Zp_SchnorrProtocol.eca formalization of Schnorr protocol at the "middle-level" of abstraction (elements are finite field elements, exponents are integers).
Zp_Abstract_SchnorrCorrespondance.eca proofs of equivalences between Schnorr procedures at "high-level" and "middle-level".
Zp_SchnorrCompleteness.eca completeness for "middle-level" Schnorr.
Zp_SchnorrExtractability.eca extractability for "middle-level" Schnorr.
Zp_SchnorrZK.eca zero-knowledge for "middle-level" Schnorr.
W64_SchnorrProtocol.ec basic definitions associated with "low-level" (Jasmin extract) implementation of Schnorr protocol.

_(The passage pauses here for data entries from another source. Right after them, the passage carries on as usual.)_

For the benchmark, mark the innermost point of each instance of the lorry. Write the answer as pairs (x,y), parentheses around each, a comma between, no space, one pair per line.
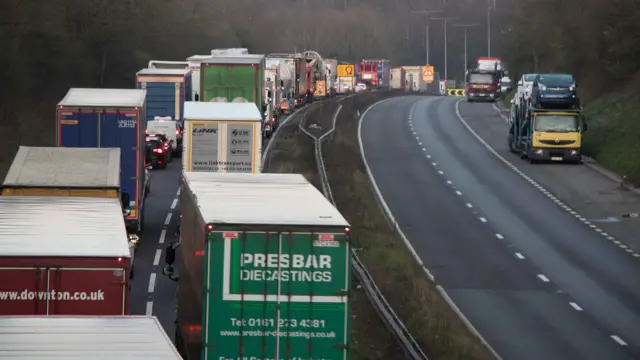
(265,269)
(397,78)
(107,118)
(167,90)
(233,79)
(413,78)
(298,63)
(383,70)
(287,75)
(539,134)
(101,338)
(194,65)
(222,137)
(162,64)
(63,256)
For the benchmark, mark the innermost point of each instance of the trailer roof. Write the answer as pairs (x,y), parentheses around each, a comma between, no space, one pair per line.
(173,72)
(246,111)
(58,167)
(261,199)
(235,59)
(84,337)
(107,98)
(51,226)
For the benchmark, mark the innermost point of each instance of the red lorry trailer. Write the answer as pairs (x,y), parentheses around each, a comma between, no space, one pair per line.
(63,256)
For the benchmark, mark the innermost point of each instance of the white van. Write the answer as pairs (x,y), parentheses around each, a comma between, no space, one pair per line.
(171,128)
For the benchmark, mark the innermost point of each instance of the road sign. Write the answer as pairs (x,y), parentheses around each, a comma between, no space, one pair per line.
(346,70)
(427,74)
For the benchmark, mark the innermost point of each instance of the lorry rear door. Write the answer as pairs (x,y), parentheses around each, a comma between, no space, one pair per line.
(163,98)
(22,291)
(88,291)
(78,128)
(123,129)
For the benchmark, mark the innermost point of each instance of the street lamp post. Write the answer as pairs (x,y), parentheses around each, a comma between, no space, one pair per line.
(445,20)
(490,7)
(465,27)
(426,35)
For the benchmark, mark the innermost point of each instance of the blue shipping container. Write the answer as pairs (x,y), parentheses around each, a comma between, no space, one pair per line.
(167,90)
(384,71)
(109,118)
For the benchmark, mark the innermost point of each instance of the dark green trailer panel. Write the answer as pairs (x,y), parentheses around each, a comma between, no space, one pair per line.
(265,269)
(233,78)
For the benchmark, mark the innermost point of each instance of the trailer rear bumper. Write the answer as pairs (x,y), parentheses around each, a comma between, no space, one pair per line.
(555,155)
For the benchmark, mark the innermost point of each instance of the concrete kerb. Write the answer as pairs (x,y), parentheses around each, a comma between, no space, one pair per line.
(389,215)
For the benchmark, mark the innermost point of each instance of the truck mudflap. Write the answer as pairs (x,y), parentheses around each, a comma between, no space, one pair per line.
(64,291)
(277,295)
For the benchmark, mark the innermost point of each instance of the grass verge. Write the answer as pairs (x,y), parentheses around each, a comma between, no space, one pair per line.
(293,152)
(415,299)
(614,130)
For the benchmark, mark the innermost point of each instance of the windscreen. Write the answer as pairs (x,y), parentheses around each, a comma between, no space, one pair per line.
(556,123)
(481,79)
(556,78)
(160,128)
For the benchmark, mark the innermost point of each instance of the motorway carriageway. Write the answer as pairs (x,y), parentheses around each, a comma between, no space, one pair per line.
(535,277)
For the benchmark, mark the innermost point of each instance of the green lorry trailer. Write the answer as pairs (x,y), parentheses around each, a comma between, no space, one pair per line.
(265,269)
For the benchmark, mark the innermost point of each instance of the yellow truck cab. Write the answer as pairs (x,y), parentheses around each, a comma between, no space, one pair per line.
(547,134)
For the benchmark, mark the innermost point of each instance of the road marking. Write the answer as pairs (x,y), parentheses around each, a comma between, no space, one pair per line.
(617,339)
(543,278)
(156,259)
(530,180)
(575,306)
(152,282)
(149,310)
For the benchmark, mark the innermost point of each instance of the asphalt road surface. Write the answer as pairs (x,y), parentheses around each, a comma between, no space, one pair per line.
(537,281)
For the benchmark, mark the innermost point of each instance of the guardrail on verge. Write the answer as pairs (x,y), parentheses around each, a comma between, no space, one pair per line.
(384,310)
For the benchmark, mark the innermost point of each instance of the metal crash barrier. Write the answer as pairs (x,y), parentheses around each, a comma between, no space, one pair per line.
(455,92)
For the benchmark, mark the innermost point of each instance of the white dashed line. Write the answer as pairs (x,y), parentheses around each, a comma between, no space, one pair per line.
(543,278)
(152,282)
(149,310)
(163,235)
(575,306)
(535,184)
(617,339)
(156,258)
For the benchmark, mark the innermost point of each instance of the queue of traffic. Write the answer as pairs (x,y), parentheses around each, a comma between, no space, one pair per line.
(73,213)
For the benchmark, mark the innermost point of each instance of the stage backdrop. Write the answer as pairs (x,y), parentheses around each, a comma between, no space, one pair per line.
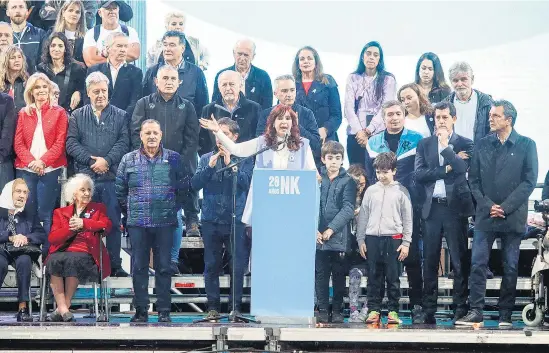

W64_Zp_SchnorrCorrespondance.eca proofs of equivalences between Schnorr procedures at "middle-level" and "low-level".
W64_SchnorrCompleteness.eca completeness for "low-level" Schnorr.
W64_SchnorrExtractability.eca extractability for "low-level" Schnorr.
W64_SchnorrZK.eca zero-knowledge for "low-level" Schnorr.
W64_SchnorrInstance.ec instantiation of Schnorr protocol and all its properties for particular choice of constants from Constants.ec.
Constants.ec automatically generated file by src/constants.py file which contains Schnorr protocol parameters p (group order),q (exponent order), bp (Barrett factor for p), bq (Barrett factor for q), and g (generator of subgroup of prime order q). Also contains automatically generated proofs that Jasmin functions bn_set_p, bn_set_q, etc. correctly encode the respective values.
ConstantsValidation.ec proofs (based on tacticals) that parameters in Constants.ec are valid (e.g., g is a generator of subgoup of order q, bp is a Barrett parameter for p, etc.).
W64_SchnorrInstance.ec instance of the Schnorr protocol cloned with parameters from Constants.ec.
leakage_freeness/ proofs that Jasmin implementation of verify, challenge and response are constant time; challenge is leakage-free.
ZModPStar.eca abstract definition of Zp* through Subtype theory.
easycrypt-zk-code/ contains formalization of zero-knowledge proofs from "D. Firsov, D. Unruh. Zero-Knowledge in EasyCrypt".